Effective communication patterns in engineering teams

Over the course of my career, I have been part of several science and engineering teams. I have seen great leaders and terrible leaders, as well as junior team members who grew quickly and those who got stuck. People who led by example and inspired others, and people who drove others up the wall and caused untold suffering.

The defining factor separating the good from the bad in all of the above experiences was emotional awareness and empathetic communication.

Engineering education and professional training does not prepare new graduates for the intense teamwork required in professional settings. Except in some internship opportunities, most new graduates have very episodic exposure to working in teams. While ambitious engineers usually have a good idea of the technical achievements their next growth phase might entail (or their next promotion might require), they often have no idea or at least no clear incentive to improve their communication skills - critical for organizing their team, motivating and mentoring their colleagues, communicating product requirements to product management and executive stakeholders, and managing customer relationships (yes, engineers should play a role in that).

Effective communication is the limiting factor in most engineers’ professional growth.

Some scientists - and engineers with science training - have an advantage, as science training emphasizes written communication as well as teaching skills through TA work in graduate school. Even that advantage turns out to be relatively small, because most organizations don’t actually verbalize the success factors that enable effective communication in their engineering teams.

Google’s “people ops” (“HR department that hopefully doesn’t suck”) put together a nice website outlining some of these key success factors, but even that only just begins to summarize the key insights that engineers realize over time.
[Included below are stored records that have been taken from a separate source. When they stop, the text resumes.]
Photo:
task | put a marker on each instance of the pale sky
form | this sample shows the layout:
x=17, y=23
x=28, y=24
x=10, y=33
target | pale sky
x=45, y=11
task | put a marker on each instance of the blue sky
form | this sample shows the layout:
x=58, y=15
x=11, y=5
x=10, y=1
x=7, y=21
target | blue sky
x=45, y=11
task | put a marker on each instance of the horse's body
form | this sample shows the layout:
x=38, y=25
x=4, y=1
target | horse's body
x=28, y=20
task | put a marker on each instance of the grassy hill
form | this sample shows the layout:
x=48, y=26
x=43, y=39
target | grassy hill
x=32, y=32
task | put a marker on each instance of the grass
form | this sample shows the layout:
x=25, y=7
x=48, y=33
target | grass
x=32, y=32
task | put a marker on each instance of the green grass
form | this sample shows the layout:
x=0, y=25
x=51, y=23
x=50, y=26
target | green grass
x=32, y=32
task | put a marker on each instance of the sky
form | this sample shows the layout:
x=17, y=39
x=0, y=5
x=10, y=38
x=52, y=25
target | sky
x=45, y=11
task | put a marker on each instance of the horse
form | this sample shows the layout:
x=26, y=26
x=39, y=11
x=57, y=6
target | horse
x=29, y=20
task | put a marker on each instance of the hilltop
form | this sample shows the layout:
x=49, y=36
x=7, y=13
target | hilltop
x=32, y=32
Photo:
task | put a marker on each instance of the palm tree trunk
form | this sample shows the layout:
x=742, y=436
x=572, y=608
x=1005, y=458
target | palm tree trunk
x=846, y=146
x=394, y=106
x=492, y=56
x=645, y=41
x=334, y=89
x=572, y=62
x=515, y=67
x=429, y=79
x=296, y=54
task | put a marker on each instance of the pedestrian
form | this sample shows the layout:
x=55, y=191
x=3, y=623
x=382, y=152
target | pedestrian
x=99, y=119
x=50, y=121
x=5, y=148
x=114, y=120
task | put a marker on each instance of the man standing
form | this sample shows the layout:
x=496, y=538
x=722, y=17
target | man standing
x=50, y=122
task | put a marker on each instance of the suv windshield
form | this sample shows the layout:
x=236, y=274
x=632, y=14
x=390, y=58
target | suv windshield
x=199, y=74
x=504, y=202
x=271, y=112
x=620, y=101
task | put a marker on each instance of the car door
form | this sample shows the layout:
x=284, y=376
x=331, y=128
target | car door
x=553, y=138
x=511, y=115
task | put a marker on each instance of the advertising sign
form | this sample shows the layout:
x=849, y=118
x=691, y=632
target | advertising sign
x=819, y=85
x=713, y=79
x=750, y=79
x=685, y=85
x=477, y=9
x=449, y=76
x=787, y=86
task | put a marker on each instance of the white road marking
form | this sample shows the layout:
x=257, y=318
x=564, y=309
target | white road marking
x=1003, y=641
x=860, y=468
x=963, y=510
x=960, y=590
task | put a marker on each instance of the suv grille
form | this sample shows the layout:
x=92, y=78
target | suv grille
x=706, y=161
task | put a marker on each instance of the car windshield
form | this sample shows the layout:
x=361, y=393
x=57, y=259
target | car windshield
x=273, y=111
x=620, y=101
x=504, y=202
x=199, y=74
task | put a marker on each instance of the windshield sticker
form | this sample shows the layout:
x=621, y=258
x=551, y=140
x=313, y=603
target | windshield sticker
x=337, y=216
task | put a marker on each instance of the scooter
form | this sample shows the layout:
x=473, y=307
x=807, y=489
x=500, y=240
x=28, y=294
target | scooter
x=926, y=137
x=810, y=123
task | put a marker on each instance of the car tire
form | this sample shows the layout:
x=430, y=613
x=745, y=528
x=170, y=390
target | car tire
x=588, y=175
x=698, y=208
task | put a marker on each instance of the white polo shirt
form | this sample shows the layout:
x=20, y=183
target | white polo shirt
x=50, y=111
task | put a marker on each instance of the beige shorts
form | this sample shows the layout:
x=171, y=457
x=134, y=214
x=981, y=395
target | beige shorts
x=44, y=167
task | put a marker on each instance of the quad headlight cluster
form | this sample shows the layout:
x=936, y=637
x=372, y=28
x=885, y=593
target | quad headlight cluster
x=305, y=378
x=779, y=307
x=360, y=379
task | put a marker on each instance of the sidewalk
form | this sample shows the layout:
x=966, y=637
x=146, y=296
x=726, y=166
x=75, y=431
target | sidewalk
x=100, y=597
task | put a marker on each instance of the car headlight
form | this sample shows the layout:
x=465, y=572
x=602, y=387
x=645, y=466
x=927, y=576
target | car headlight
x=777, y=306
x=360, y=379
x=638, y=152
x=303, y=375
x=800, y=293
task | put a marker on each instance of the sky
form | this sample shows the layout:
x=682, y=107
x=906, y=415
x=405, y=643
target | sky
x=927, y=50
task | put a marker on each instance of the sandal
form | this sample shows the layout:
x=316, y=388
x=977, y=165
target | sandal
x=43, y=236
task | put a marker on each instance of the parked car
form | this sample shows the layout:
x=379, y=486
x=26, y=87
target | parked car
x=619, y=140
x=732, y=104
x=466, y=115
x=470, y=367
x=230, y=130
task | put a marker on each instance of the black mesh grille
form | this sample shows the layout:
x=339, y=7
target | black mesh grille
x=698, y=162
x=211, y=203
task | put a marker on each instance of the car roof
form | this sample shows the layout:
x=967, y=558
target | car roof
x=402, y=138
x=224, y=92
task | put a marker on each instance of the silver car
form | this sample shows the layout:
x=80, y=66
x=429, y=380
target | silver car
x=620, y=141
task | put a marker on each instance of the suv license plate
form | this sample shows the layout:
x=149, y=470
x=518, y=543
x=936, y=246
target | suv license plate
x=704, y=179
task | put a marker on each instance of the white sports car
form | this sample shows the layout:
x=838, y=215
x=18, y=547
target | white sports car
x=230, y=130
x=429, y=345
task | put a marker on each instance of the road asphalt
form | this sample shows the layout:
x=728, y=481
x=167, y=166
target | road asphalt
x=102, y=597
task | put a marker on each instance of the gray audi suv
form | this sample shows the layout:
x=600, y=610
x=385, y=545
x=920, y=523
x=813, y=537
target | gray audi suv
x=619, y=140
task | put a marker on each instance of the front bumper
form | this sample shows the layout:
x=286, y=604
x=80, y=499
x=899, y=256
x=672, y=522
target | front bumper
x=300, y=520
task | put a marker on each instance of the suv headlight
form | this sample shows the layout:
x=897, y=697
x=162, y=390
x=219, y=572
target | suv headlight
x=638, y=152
The key breakthrough in my understanding of the importance of practicing emotional awareness and empathetic communication came from my work with an engineering executive who stepped in to manage a bunch of teams as they struggled to find structure and clarity. After this woman joined the team, she did not focus on holding people to specific engineering objectives or product outcomes. Instead she advocated (but did not force) an overall project management process, and spent almost all of her time building relationships with team members without regard to their level in the reporting chain. Her calendar was always open for 1:1s, and after establishing initial rapport her next step was always to give the person a copy of the book, How to Talk So Kids Will Listen & Listen So Kids Will Talk.

The simple and profound truth is that truly empathising with each person on your team is a necessary and often sufficient condition for upleveling your communication skills to the point where they are no longer a limiting factor in your professional growth. The content of the book is just as applicable to adults as it is to children. In workplace teams, the default dynamic is to suppress the negative emotions that come from neglecting our need for empathy - with major negative consequences. If even marginally emotionally abusive behavior is normalized, the team suffers permanent damage and can no longer function properly. Conversely, empathetic, emotionally aware, and comprehensive communication empowers the team to make incremental improvements which translate to greatly increased performance over time.

The last key pattern that I have observed in successful engineering teams is a productive interaction between the customer champion, the internal product stakeholder, and the technical roadmap planner. Different teams have different names for these roles, but they are commonly referred to as a UX researcher, a product manager, and a technical product manager or scrum master. Each competency in this trio is necessary for the team to succeed, and effective, high bandwidth, low ego communication between the three is a key determinant of team productivity and happiness - of all the success factors listed on the Google website above. The customer champion must effectively and passionately represent the customer’s needs - in fact, they need to be backed up by each team member as well (this is the Amazon leadership principle of “customer obsession”). The product manager must determine product strategy, plan large long-term efforts, and steer the team through complex product improvements. The TPM or scrum master must have deep technical knowledge of the product’s infrastructure and the ability to plan tactical efforts to execute the team’s strategy. The TPM must also be an effective advocate for the team’s ability to manage technical debt (which works in a way that’s remarkably similar to sovereign debt). In fact, the third thing that the engineering executive I mentioned above did after impressing the power of empathy and establishing a PM process was to inquire about the team’s technical debt level and what it’s doing to manage it over time.

The interaction among the UX-PM-TPM trio can be evaluated to determine the level of stakeholder value alignment. Do the three parties have a shared understanding of the team’s priorities and how they will deliver customer value over time? If there is ambiguity about the answer, then they can go back to the communication first principles to improve this mutual understanding.